The Wolves sorely miss players who present the threat of pulling up for a shot at any time in their move. Russell and Edwards are the only regulars who average more than 2.5 points per game on pull-up shots, and they’re among the least efficient high-volume pull-up shooters.

Nowell’s ugly 33.3 effective field goal percentage shows he isn’t efficient in the shot either, but he’s at least capable of getting shots off the dribble, so that holds defenders somewhat accountable. Plus, this is another area that has received a slight boost in efficiency in the last seven games — he’s up to 38.1 in that stretch.

Nowell plays like more of a scoring guard, but he’s really a talented passer.

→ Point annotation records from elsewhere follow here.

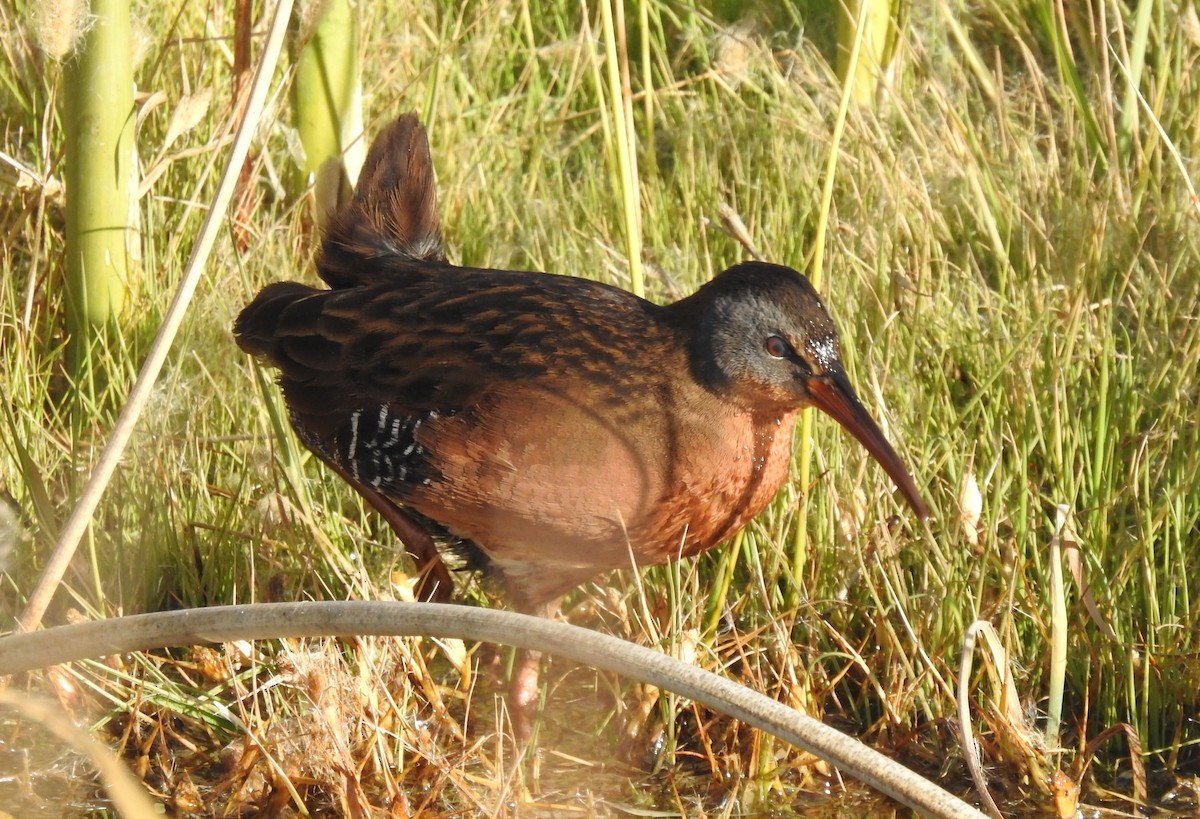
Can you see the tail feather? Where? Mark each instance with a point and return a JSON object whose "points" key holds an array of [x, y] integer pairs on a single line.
{"points": [[394, 213]]}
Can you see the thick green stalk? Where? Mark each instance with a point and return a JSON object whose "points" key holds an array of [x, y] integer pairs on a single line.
{"points": [[328, 100], [870, 23], [102, 231]]}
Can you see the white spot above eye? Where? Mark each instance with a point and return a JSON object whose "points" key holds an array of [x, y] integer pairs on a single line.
{"points": [[823, 351]]}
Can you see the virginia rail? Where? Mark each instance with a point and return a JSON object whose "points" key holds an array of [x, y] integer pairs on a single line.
{"points": [[544, 428]]}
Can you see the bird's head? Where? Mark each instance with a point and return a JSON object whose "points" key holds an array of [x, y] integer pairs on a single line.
{"points": [[763, 339]]}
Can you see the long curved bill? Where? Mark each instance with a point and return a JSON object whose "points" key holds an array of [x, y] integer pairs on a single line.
{"points": [[833, 395]]}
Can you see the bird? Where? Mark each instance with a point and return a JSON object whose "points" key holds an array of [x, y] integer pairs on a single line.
{"points": [[543, 428]]}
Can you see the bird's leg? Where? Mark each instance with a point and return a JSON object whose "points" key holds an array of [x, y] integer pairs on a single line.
{"points": [[525, 685]]}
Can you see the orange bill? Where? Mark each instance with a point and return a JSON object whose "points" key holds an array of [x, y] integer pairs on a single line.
{"points": [[833, 395]]}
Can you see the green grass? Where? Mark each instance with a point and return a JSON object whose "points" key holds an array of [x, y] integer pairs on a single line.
{"points": [[1012, 261]]}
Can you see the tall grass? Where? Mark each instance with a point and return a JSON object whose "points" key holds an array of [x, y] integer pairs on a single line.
{"points": [[1012, 262]]}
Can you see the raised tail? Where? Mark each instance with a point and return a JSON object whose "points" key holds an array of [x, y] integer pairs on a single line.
{"points": [[393, 216]]}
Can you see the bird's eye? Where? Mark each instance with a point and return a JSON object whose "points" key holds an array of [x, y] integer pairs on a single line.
{"points": [[777, 347]]}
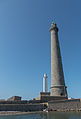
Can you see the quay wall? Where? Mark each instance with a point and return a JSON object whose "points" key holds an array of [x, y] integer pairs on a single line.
{"points": [[22, 107], [65, 105]]}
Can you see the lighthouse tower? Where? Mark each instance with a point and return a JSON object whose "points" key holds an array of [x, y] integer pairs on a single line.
{"points": [[58, 87], [45, 89]]}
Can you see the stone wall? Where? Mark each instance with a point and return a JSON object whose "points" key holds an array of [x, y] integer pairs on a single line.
{"points": [[65, 105], [22, 107]]}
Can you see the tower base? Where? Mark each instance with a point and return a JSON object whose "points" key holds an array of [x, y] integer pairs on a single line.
{"points": [[58, 91]]}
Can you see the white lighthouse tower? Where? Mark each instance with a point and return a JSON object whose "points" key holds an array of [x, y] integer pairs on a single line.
{"points": [[45, 89]]}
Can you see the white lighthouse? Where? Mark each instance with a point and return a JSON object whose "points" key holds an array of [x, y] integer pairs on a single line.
{"points": [[45, 89]]}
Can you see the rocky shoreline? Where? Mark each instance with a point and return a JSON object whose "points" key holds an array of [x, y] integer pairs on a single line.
{"points": [[4, 113]]}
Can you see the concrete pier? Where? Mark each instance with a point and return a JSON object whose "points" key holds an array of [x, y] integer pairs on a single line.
{"points": [[58, 87]]}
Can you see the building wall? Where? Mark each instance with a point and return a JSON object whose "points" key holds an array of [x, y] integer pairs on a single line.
{"points": [[66, 105]]}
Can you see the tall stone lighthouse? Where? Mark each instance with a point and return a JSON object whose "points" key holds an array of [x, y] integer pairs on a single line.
{"points": [[58, 87]]}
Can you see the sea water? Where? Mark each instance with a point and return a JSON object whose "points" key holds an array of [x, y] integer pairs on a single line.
{"points": [[45, 115]]}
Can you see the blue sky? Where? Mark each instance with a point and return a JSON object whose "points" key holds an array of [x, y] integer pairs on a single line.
{"points": [[25, 45]]}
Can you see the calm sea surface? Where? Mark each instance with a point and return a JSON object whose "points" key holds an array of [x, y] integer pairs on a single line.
{"points": [[49, 115]]}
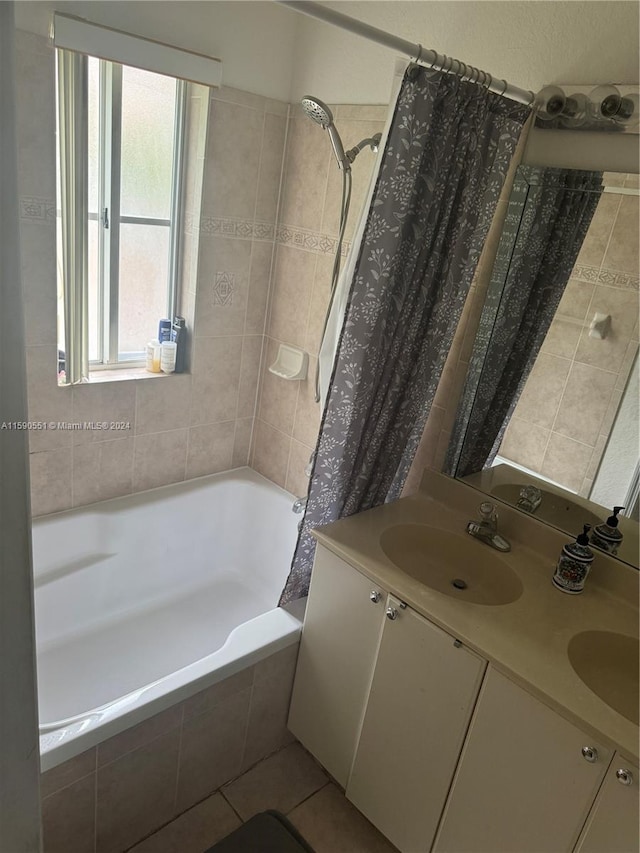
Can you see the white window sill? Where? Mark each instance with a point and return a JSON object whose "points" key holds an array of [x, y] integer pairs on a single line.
{"points": [[122, 374]]}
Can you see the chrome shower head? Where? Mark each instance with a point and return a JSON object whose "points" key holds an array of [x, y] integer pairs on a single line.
{"points": [[322, 115], [317, 111]]}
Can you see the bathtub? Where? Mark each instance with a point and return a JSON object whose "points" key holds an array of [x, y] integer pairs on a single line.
{"points": [[142, 601]]}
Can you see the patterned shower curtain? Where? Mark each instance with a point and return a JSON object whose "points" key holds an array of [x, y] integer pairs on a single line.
{"points": [[444, 164], [549, 214]]}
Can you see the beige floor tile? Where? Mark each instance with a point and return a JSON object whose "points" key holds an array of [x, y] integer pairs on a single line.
{"points": [[331, 824], [195, 830], [280, 782], [68, 818], [136, 794]]}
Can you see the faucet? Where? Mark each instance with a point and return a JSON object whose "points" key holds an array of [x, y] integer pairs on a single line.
{"points": [[530, 498], [486, 530]]}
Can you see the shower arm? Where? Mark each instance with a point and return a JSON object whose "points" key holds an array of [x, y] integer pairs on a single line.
{"points": [[373, 142]]}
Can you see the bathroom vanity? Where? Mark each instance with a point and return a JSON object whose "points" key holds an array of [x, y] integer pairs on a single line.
{"points": [[462, 701]]}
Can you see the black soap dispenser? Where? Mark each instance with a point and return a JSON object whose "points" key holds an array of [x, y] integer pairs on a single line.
{"points": [[574, 564], [606, 535]]}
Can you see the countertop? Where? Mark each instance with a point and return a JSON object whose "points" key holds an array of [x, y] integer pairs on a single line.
{"points": [[526, 639]]}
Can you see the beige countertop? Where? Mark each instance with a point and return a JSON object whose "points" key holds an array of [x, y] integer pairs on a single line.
{"points": [[526, 639]]}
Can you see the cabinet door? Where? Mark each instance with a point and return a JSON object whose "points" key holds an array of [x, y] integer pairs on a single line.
{"points": [[337, 652], [421, 698], [612, 825], [522, 784]]}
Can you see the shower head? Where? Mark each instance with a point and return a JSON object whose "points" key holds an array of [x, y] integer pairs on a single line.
{"points": [[373, 142], [322, 115], [317, 111]]}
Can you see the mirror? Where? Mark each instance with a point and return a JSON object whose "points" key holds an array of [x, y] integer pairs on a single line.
{"points": [[551, 396]]}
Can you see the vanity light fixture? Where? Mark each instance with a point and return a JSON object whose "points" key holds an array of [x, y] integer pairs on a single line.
{"points": [[603, 107]]}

He takes great care of the ball — his 4.0 assist to turnover ratio in the last seven games would rank just below Chris Paul, Patrick Beverley and T.J. McConnell for the season.

He’s ambidextrous and creative, plus he uses his ball handling ability to open up passing lanes.

Nowell’s passing prowess makes him an option as a pick-and-roll ball handler if head coach Chris Finch decides he wants to use that play type more. So far Nowell has only really been able to show his skill in this department alongside Nathan Knight in garbage time, but the two have a clear chemistry.

Although he is streaky, Nowell’s multifaceted skill set make him playable even when Edwards, Russell and Towns return. He can join them as a spot-up and movement shooter and then show off his more ball-dominant capabilities when two of them hit the bench.

If Nowell continues to provide what few other Wolves can — offensive creativity — he should get a prominent role as Minnesota’s offensive burst off the bench.